Elastic SIEM is available for free as a part of the default distribution. It is being introduced as a beta in the 7.2 release of the Elastic Stack and is available immediately on the Elasticsearch Service on Elastic Cloud, or for download.
A journey that started years ago
Over the past few years, the Elastic Stack has become a popular choice with security practitioners for protecting their systems and data from cyber threats. Bell Canada and Slack use the Elastic Stack for security analytics. Cisco Talos has Elasticsearch at the heart of their threat hunting program. OmniSOC, a shared cybersecurity operations center built by the Big Ten Academic Alliance, and Oak Ridge National Laboratory chose to use the Elastic Stack as the core of their SIEM solutions. And we’ve seen open source projects like RockNSM, HELK, and others form around the Elastic Stack to support security operators.
Starting with the collection of security information and events, Elastic expanded the set of host-based security data they collect with Filebeat, Winlogbeat, and Auditbeat. They also expanded the range of network-based security event collection by adding integrations with popular network monitoring and Intrusion Detection Systems (IDS) such as Bro/Zeek and Suricata.
As they broadened the set of data integrations, they realized how important it is to have a common way to represent data across different sources. Elastic spent the last 18 months, along with their community and partners, developing the Elastic Common Schema (ECS) — an extensible field mapping specification that makes it easy to normalize data from disparate sources to enable cross-source correlation, search, and analysis.
With easy ways to collect a number of security data sources and a common schema in which to store them, the next obvious step in their journey was a user interface that brought these pieces together in a single place and delivered a user experience that was tailored to the needs of security practitioners.
Introducing Elastic SIEM
At the heart of Elastic SIEM is the new SIEM app, an interactive workspace for security teams to triage events and perform initial investigations. Its Timeline Event Viewer allows analysts to gather and store evidence of an attack, pin and annotate relevant events, and comment on and share their findings, all from within Kibana — allowing you to easily work with any data that follows the ECS format.
Kibana has always been a wonderful place for security teams to visualize, search, and filter their security data. The Elastic SIEM app takes all the aspects that security teams love about Kibana — interactivity, ad hoc search, and responsive drill downs — and packages it into an intuitive product experience that aligns with typical SOC workflows.

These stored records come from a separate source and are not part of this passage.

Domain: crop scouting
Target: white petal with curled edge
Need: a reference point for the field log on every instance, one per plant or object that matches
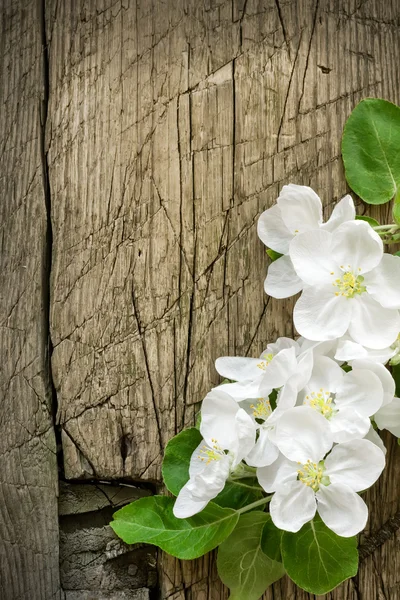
(341, 509)
(320, 315)
(347, 424)
(300, 207)
(246, 436)
(386, 379)
(292, 505)
(272, 231)
(372, 325)
(303, 434)
(349, 350)
(357, 247)
(218, 419)
(383, 282)
(264, 452)
(375, 438)
(326, 375)
(311, 255)
(238, 368)
(282, 343)
(301, 377)
(362, 390)
(277, 473)
(282, 280)
(242, 390)
(343, 211)
(281, 367)
(357, 464)
(202, 488)
(388, 417)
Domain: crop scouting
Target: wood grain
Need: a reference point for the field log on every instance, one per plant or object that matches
(171, 126)
(28, 465)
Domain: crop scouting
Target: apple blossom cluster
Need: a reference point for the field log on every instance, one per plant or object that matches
(303, 418)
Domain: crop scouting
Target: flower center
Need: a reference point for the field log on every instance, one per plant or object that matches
(208, 454)
(262, 409)
(321, 401)
(266, 359)
(350, 284)
(312, 475)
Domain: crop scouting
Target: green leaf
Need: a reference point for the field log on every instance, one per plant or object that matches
(175, 472)
(239, 493)
(273, 255)
(175, 467)
(241, 563)
(317, 559)
(370, 220)
(370, 149)
(271, 540)
(151, 521)
(396, 208)
(396, 377)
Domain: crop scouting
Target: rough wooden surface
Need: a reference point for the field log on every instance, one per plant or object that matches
(171, 126)
(28, 467)
(94, 564)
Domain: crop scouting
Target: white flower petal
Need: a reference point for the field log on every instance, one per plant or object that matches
(281, 367)
(357, 247)
(320, 315)
(303, 372)
(264, 452)
(292, 505)
(282, 280)
(202, 488)
(218, 419)
(388, 417)
(371, 324)
(272, 230)
(326, 375)
(303, 434)
(386, 379)
(280, 471)
(348, 424)
(343, 211)
(282, 343)
(383, 282)
(374, 437)
(246, 436)
(357, 464)
(242, 390)
(341, 509)
(238, 368)
(362, 390)
(311, 255)
(300, 207)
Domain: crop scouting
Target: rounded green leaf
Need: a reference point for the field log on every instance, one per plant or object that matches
(151, 521)
(370, 149)
(175, 467)
(317, 559)
(242, 564)
(271, 540)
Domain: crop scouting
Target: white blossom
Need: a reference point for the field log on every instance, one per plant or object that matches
(310, 476)
(298, 209)
(229, 435)
(350, 286)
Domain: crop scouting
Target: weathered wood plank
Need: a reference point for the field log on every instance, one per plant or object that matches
(28, 466)
(173, 125)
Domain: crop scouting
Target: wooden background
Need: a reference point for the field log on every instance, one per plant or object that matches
(140, 141)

The SIEM app enables analysis of host-related and network-related security events as part of alert investigations or interactive threat hunting, including the following:
Host security event analysis: As a complement to the extensive library of visualizations and dashboards that already exist in Kibana, the Hosts view in the SIEM app provides key metrics regarding host-related security events, and a set of data tables that enable interaction with the Timeline Event Viewer. 7.2 also brings new host-based data collection with support for Sysmon in Winlogbeat.
Network security event analysis: Similarly, the Network view informs analysts of key network activity metrics, facilitates investigation time enrichment, and provides network event tables that enable interaction with the Timeline Event Viewer. They’re also introducing support for Cisco ASA and Palo Alto firewalls in 7.2.

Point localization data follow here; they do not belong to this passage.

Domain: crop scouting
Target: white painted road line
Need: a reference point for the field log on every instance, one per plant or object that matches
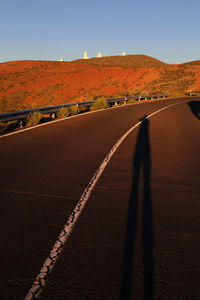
(50, 261)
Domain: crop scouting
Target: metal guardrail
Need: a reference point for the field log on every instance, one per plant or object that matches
(53, 109)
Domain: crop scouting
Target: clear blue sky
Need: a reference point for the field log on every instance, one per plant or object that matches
(168, 30)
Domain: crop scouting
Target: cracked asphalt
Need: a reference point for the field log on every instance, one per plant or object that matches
(138, 236)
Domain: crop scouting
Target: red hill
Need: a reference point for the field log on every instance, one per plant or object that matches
(26, 84)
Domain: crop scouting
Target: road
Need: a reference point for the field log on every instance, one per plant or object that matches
(138, 236)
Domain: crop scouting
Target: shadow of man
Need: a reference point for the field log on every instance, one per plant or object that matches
(141, 162)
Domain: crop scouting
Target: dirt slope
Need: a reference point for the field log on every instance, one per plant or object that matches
(26, 84)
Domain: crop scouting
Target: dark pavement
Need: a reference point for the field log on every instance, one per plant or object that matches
(139, 234)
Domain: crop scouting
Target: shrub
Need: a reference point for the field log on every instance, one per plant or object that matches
(132, 101)
(8, 126)
(63, 112)
(33, 119)
(99, 104)
(74, 110)
(3, 127)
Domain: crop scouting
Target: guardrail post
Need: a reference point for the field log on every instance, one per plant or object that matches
(53, 116)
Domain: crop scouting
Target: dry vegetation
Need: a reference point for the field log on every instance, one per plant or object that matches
(28, 84)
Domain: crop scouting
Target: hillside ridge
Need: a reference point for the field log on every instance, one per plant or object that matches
(27, 84)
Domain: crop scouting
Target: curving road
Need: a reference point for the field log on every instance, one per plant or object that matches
(138, 237)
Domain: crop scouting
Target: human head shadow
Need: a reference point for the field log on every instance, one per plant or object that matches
(141, 171)
(195, 108)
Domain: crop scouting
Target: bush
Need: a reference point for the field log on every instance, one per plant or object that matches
(3, 127)
(100, 103)
(132, 101)
(8, 126)
(74, 110)
(63, 112)
(33, 119)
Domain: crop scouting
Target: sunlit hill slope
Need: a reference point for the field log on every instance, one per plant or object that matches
(27, 84)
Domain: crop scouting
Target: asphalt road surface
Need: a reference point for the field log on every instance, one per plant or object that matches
(138, 236)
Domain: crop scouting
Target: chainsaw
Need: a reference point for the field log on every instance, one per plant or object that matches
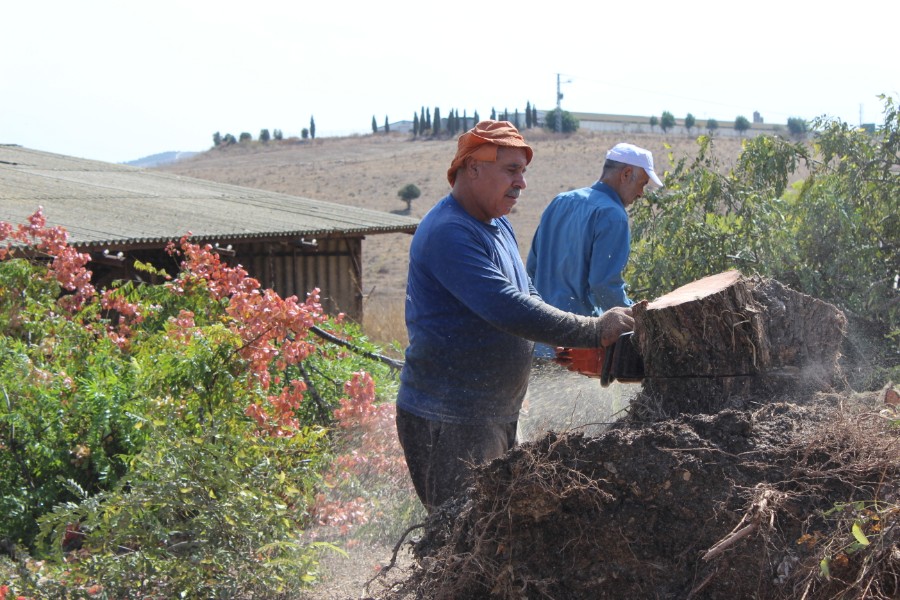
(620, 361)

Timeline Event Viewer: As the collaborative workspace for investigations or threat hunting, analysts can easily drag objects of interest into the Timeline Event Viewer to create exactly the query filter they need to get to the bottom of an alert. During the investigation, analysts can pin and annotate individual events, and can add notes to describe the steps taken during the investigation. Auto-saving ensures that the results of the investigation are available for incident response teams.